Thursday, January 26, 2012
Where to even begin? I am a married 27 yr. old with a severe mental illness, but I live with a man who is not my husband. Said man has a different just as severe mental illness and happens to be a recovering addict. Recovering as of two weeks so who knows if this time it actually sticks. Life wasn't always like this. Although I can't accurately recall a time when I wasn't living from one chaotic moment to the next. I never give up hope, but as the years go by I am starting to realize I am in a never ending cycle. The pattern seems to repeat every fours years and while I always seem to skate by I'm never unscathed from the fall.
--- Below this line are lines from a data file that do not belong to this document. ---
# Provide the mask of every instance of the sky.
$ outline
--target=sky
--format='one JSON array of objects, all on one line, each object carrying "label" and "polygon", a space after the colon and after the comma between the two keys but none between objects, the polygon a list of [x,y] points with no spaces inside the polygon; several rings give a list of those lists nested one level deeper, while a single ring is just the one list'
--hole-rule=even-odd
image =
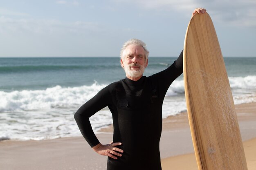
[{"label": "sky", "polygon": [[224,57],[256,57],[256,0],[0,0],[0,57],[118,57],[131,38],[176,57],[192,13],[210,15]]}]

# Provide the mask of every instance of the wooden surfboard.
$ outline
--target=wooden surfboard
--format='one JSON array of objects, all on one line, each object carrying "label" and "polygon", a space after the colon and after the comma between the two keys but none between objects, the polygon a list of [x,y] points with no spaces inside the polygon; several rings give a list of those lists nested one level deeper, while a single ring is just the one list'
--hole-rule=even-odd
[{"label": "wooden surfboard", "polygon": [[247,170],[235,106],[209,15],[196,13],[183,54],[185,94],[200,170]]}]

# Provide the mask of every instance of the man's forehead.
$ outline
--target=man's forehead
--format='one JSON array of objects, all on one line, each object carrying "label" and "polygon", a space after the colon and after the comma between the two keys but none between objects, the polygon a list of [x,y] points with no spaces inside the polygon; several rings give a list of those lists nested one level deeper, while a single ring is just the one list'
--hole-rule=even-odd
[{"label": "man's forehead", "polygon": [[129,45],[125,49],[124,52],[126,55],[136,54],[144,55],[145,51],[141,46]]}]

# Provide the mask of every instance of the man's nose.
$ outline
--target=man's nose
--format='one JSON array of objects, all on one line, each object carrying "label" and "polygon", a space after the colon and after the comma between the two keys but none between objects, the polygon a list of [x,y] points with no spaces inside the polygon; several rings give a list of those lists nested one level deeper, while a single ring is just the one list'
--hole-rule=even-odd
[{"label": "man's nose", "polygon": [[132,63],[137,63],[138,62],[138,57],[137,56],[134,56],[132,58]]}]

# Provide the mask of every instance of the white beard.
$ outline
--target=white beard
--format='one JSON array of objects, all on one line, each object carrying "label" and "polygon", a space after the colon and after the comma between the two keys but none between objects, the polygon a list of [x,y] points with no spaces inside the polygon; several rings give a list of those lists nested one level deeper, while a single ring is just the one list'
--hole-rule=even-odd
[{"label": "white beard", "polygon": [[[139,70],[132,70],[131,69],[130,67],[132,66],[139,66]],[[125,65],[124,68],[124,71],[126,75],[130,77],[134,78],[137,78],[141,77],[144,73],[145,67],[137,63],[131,64],[129,65]]]}]

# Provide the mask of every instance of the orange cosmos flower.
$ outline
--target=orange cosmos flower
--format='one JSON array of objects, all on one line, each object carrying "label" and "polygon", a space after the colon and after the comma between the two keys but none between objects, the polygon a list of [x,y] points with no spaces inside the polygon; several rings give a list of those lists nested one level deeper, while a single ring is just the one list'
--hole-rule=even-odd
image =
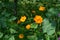
[{"label": "orange cosmos flower", "polygon": [[30,29],[30,27],[31,27],[30,24],[26,25],[26,29]]},{"label": "orange cosmos flower", "polygon": [[45,7],[40,6],[40,7],[39,7],[39,10],[40,10],[40,11],[44,11],[44,10],[45,10]]},{"label": "orange cosmos flower", "polygon": [[34,21],[35,21],[36,23],[38,23],[38,24],[41,24],[41,23],[43,22],[43,19],[42,19],[41,16],[36,15],[36,16],[34,17]]},{"label": "orange cosmos flower", "polygon": [[19,24],[19,23],[20,23],[20,20],[17,21],[17,24]]},{"label": "orange cosmos flower", "polygon": [[32,10],[32,13],[36,13],[34,10]]},{"label": "orange cosmos flower", "polygon": [[23,34],[19,34],[19,38],[24,38],[24,35]]},{"label": "orange cosmos flower", "polygon": [[22,17],[20,18],[20,21],[21,21],[21,22],[25,22],[25,20],[26,20],[26,16],[22,16]]}]

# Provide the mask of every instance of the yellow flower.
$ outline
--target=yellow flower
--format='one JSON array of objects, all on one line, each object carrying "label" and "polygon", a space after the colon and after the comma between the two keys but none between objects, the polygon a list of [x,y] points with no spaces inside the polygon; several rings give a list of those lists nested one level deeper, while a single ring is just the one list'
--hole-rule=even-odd
[{"label": "yellow flower", "polygon": [[45,10],[45,7],[40,6],[40,7],[39,7],[39,10],[40,10],[40,11],[44,11],[44,10]]},{"label": "yellow flower", "polygon": [[23,34],[19,34],[19,38],[24,38],[24,35]]},{"label": "yellow flower", "polygon": [[22,17],[20,18],[20,21],[21,21],[21,22],[25,22],[25,20],[26,20],[26,16],[22,16]]},{"label": "yellow flower", "polygon": [[35,21],[37,24],[41,24],[41,23],[43,22],[43,19],[42,19],[41,16],[36,15],[36,16],[34,17],[34,21]]},{"label": "yellow flower", "polygon": [[31,27],[30,24],[26,25],[26,29],[30,29],[30,27]]},{"label": "yellow flower", "polygon": [[35,10],[32,10],[32,13],[36,13]]},{"label": "yellow flower", "polygon": [[20,20],[17,21],[17,24],[19,24],[19,23],[20,23]]}]

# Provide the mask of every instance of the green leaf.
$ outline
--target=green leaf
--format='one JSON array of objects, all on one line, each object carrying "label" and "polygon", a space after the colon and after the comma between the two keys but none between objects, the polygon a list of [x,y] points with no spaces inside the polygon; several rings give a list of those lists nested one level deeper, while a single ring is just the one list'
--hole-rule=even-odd
[{"label": "green leaf", "polygon": [[8,40],[15,40],[14,36],[11,36]]},{"label": "green leaf", "polygon": [[16,20],[16,18],[17,18],[17,17],[12,16],[12,17],[9,19],[9,21],[10,21],[10,22],[11,22],[11,21],[14,21],[14,20]]},{"label": "green leaf", "polygon": [[49,35],[45,35],[46,40],[50,40]]},{"label": "green leaf", "polygon": [[10,33],[17,33],[17,31],[16,30],[14,30],[14,29],[12,29],[12,28],[10,28]]},{"label": "green leaf", "polygon": [[36,23],[32,23],[31,24],[31,28],[35,28],[36,29],[37,27],[38,27],[38,24],[36,24]]},{"label": "green leaf", "polygon": [[29,40],[38,40],[36,35],[32,35],[28,37]]},{"label": "green leaf", "polygon": [[0,38],[2,38],[2,36],[3,36],[3,33],[0,32]]},{"label": "green leaf", "polygon": [[55,26],[52,26],[48,19],[44,19],[42,29],[43,33],[47,33],[48,35],[55,33]]}]

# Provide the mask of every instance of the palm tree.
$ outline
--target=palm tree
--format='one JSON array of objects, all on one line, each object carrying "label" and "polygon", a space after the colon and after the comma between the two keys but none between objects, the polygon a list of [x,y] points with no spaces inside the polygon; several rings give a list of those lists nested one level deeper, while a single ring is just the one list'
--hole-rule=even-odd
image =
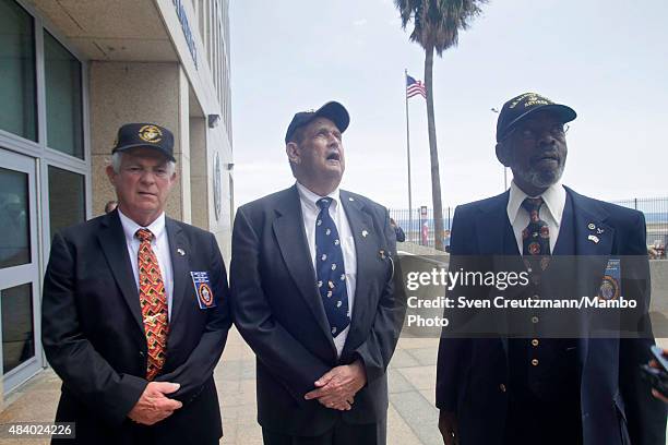
[{"label": "palm tree", "polygon": [[433,203],[434,244],[443,250],[443,203],[439,151],[433,116],[433,51],[439,57],[458,41],[458,31],[466,29],[470,21],[482,11],[487,0],[394,0],[402,16],[402,27],[413,22],[410,40],[425,49],[425,86],[427,87],[427,128],[429,131],[429,157],[431,159],[431,200]]}]

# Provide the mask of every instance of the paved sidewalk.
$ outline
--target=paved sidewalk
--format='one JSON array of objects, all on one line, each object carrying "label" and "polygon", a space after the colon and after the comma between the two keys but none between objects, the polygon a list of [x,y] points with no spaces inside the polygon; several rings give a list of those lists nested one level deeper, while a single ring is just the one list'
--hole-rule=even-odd
[{"label": "paved sidewalk", "polygon": [[[668,341],[660,339],[661,346]],[[389,369],[390,409],[387,443],[441,445],[434,407],[438,338],[402,338]],[[255,359],[232,328],[215,370],[223,413],[222,444],[261,445],[255,421]],[[51,422],[60,395],[60,380],[48,369],[28,381],[5,400],[0,424]],[[0,440],[2,444],[47,444],[47,440]]]},{"label": "paved sidewalk", "polygon": [[[439,444],[438,412],[433,406],[438,339],[402,338],[390,376],[389,444]],[[262,444],[255,420],[255,359],[236,329],[231,329],[223,359],[215,370],[223,413],[222,444]],[[51,422],[60,396],[60,380],[41,371],[5,400],[0,424]],[[2,444],[47,444],[47,440],[3,440]]]}]

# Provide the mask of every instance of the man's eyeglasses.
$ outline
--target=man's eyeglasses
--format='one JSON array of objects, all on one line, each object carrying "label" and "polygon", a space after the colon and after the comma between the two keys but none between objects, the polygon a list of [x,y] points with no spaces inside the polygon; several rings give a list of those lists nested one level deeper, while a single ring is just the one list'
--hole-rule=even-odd
[{"label": "man's eyeglasses", "polygon": [[[549,127],[549,129],[547,129],[547,131],[557,139],[562,140],[565,134],[569,132],[569,124],[568,123],[554,123],[553,125]],[[529,129],[529,128],[524,128],[524,129],[517,129],[514,128],[512,129],[504,137],[503,141],[508,140],[510,136],[513,135],[513,133],[518,133],[520,137],[525,141],[525,142],[535,142],[537,141],[546,131],[546,128],[541,128],[541,129]]]}]

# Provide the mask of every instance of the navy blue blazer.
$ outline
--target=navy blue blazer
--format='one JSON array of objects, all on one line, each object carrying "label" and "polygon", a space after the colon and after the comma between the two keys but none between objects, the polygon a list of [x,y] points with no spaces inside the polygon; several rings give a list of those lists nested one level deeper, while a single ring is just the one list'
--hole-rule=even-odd
[{"label": "navy blue blazer", "polygon": [[[576,255],[646,255],[642,213],[566,190],[566,208],[554,254],[565,241]],[[510,193],[458,206],[452,225],[453,255],[518,255],[506,207]],[[588,226],[604,229],[591,242]],[[564,230],[565,229],[565,230]],[[644,262],[643,262],[644,263]],[[646,266],[646,263],[645,263]],[[605,264],[600,272],[605,269]],[[578,286],[596,294],[603,274],[582,277]],[[644,310],[649,305],[649,287]],[[586,445],[664,445],[666,407],[654,399],[639,373],[649,360],[653,339],[578,340],[581,409]],[[501,444],[508,411],[508,339],[441,338],[437,407],[457,416],[462,445]]]},{"label": "navy blue blazer", "polygon": [[[387,211],[341,191],[357,255],[350,330],[341,358],[332,339],[303,229],[296,187],[237,211],[230,266],[235,325],[257,356],[258,420],[274,432],[315,436],[345,422],[381,422],[387,410],[390,362],[405,314],[397,298],[395,234]],[[314,382],[360,359],[367,385],[349,411],[305,400]]]},{"label": "navy blue blazer", "polygon": [[[231,325],[225,265],[214,236],[165,218],[174,270],[167,361],[155,378],[181,385],[183,407],[152,426],[127,416],[148,382],[146,336],[123,228],[115,211],[56,233],[44,278],[44,351],[62,380],[56,422],[68,444],[211,443],[223,434],[213,371]],[[190,272],[206,270],[216,306],[202,310]],[[145,441],[144,441],[145,443]]]}]

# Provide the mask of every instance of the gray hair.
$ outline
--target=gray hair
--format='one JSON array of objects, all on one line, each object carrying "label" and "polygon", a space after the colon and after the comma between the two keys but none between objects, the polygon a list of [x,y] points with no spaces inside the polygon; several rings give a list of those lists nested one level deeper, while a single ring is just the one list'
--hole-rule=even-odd
[{"label": "gray hair", "polygon": [[[120,172],[121,159],[123,156],[123,152],[116,152],[111,155],[111,168],[114,168],[114,172],[117,175]],[[174,160],[167,160],[167,173],[172,176],[176,170],[176,163]]]}]

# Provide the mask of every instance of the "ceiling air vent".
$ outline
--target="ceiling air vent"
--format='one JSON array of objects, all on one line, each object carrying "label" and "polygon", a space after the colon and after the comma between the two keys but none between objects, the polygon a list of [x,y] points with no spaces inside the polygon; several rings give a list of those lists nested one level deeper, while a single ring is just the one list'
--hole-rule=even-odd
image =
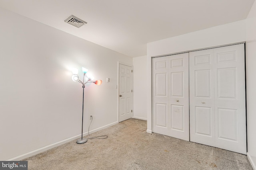
[{"label": "ceiling air vent", "polygon": [[66,19],[64,21],[67,23],[70,23],[70,24],[79,28],[85,23],[87,23],[84,21],[83,21],[80,19],[71,15],[69,17]]}]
I'm not an idiot and I don't lack self-respect in any way, shape, or form. I know exactly where I want my life to be and how to get there, it's the getting there that seems to have me in a bind. I have tried to dig myself out of my hole. It's been my dream to study and eventually teach Anthropology. Unfortunately there isn't much use for a degree in Anthropology. Right now I have mile-high debt so I don't even remotely have the chance to return to school and earn a degree in something useful. I've even tried to get on disability in hopes of getting the medical care I so desperately need but for whatever reason the fact that I am intelligent alludes others into believing I actually have an illness that affects day to day life. While most people are worried about which smartphone to get I spend my days focused on which food bank we can use this month and if and when Jay the Addict will fall off the wagon again and resort to threatening me and kicking me out of our apartment. If I believed in luck I would say I am one of the unluckiest people on the face of the planet. I do have a job albeit one with very few hours. I work as a glorified waitress on a military post that caters to international clientele, but that story is for another time. Jay the Addict is usually on the computer day and night obsessed with his online gaming, luckily because he too works, Thursdays are the one day out of the week I can spend all night online. I have allotted every Thursday night to share my plight and opinions on my heavily dysfunctional life with the world. Enjoy.